The organisation recently launched a S$10 million fund to reimburse needy kidney donors for their medical and insurance expenses.
51-year-old Teo Eng Hong saw his wife of more than 10 years, Leow Cheok Huey, suffer through four years of dialysis. He had offered to donate one of his kidneys to her when she first had kidney failure but she rejected his offer.
Mr Teo said: "She was afraid that if I donated (my kidney) to her, later on I might get some other disease. So I told her don't worry about it, don't think about it."
Mdm Leow wanted to wait for a kidney from a cadaver, but with an average waiting time of nine years, Mr Teo insisted they go through with the transplant operation.
When the NKF reimbursement scheme was announced earlier November, the National University Hospital, where the transplant operation was to be conducted, helped Mr Teo apply to the fund.
And Mr Teo said the financial assistance he had been receiving has provided him with "a peace of mind".

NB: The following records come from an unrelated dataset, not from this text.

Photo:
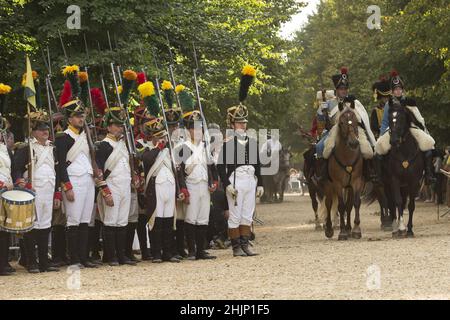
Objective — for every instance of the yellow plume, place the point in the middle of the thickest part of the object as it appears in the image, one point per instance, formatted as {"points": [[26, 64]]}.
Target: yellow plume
{"points": [[70, 69], [4, 88], [248, 70], [179, 88], [146, 89]]}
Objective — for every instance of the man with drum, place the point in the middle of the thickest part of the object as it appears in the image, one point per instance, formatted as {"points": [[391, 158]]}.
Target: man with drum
{"points": [[44, 183], [5, 180]]}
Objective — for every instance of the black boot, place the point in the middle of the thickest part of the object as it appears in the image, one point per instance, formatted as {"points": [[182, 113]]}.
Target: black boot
{"points": [[83, 248], [322, 172], [156, 236], [131, 231], [109, 246], [72, 245], [179, 235], [200, 241], [121, 236], [4, 250], [42, 243], [168, 238], [59, 246], [142, 236], [30, 247], [189, 230], [429, 175], [245, 232]]}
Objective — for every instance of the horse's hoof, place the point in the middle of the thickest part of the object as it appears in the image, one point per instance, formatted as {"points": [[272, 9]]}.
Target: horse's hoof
{"points": [[342, 236], [356, 235]]}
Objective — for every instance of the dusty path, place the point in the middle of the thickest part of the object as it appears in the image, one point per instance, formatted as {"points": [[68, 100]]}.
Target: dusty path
{"points": [[296, 262]]}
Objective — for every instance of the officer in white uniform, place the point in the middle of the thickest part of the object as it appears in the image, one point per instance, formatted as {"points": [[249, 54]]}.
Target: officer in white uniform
{"points": [[114, 196], [44, 182], [5, 183], [201, 179], [161, 192], [77, 181], [240, 172]]}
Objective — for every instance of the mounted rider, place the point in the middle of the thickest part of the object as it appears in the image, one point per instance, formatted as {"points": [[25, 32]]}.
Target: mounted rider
{"points": [[418, 129], [325, 146]]}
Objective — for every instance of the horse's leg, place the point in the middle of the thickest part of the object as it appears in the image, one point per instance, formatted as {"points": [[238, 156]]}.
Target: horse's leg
{"points": [[397, 203], [413, 190], [343, 234], [315, 205], [348, 209], [328, 225], [401, 224], [356, 231]]}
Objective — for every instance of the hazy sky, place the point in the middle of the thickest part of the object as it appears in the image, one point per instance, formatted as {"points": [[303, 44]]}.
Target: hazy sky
{"points": [[299, 19]]}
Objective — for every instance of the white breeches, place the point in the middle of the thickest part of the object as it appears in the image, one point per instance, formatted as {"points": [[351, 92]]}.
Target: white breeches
{"points": [[165, 199], [242, 212], [80, 210], [117, 215], [44, 205], [197, 211], [134, 208]]}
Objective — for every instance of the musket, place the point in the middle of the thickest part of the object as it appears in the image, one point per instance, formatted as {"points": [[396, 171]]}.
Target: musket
{"points": [[89, 90], [129, 136], [206, 136], [171, 73], [47, 88], [85, 127]]}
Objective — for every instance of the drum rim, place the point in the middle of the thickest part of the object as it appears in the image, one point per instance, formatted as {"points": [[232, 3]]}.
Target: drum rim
{"points": [[25, 202]]}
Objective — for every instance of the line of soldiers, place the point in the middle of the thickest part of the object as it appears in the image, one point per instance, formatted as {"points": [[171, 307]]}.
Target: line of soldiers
{"points": [[387, 92], [84, 190]]}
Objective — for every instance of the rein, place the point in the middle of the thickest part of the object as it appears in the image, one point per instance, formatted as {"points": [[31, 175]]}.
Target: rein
{"points": [[406, 163]]}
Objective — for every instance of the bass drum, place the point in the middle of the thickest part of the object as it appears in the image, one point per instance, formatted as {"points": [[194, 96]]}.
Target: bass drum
{"points": [[17, 210]]}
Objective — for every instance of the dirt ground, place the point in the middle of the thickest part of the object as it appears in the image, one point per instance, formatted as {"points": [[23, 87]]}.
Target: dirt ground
{"points": [[296, 262]]}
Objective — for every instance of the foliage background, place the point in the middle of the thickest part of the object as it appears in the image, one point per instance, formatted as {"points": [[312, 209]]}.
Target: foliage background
{"points": [[413, 39]]}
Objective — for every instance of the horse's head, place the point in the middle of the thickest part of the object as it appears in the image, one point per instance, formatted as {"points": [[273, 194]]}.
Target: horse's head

So far, the fund has paid for Mr Teo's post-surgery checkup, and will continue to do so for the rest of his life. The fund also covers potential loss of income of up to S$5,000, as well as hospitalisation and surgical insurance premiums.
To provide an additional safety net for donors, NKF has joined hands with NTUC Income to come up with an insurance plan called the Group Living Policy. It will offer coverage of up to S$100,000.
Since the NKF reimbursement fund was launched at the start of this month, it has received only one application. But NKF is hopeful that as public awareness grows, more people will step forward to donate their kidney.
NKF said its fund helps to remove financial impediments by potential donors. But there are other obstacles to overcome.
Gerard Ee, chairman, National Kidney Foundation, said: "I think (it is) fear - not understanding what it entails, what the operation is like, how many hours it will take, how does the person feel after the operation and what are the risks involved of developing something."
NKF also gave the reassurance that its reimbursement fund and other operations will not be affected by the deficit it recorded in the latest fiscal year. It added that its long-term interests are well protected, with its investment capital placed with two fund managers.
Mr Ee added: "Apart from being capital protected, they also provide a third part bank guarantee, so it's absolutely safe. And why do we do that and not put a fixed deposit or just buy government bonds at just two per cent or 1-something per cent?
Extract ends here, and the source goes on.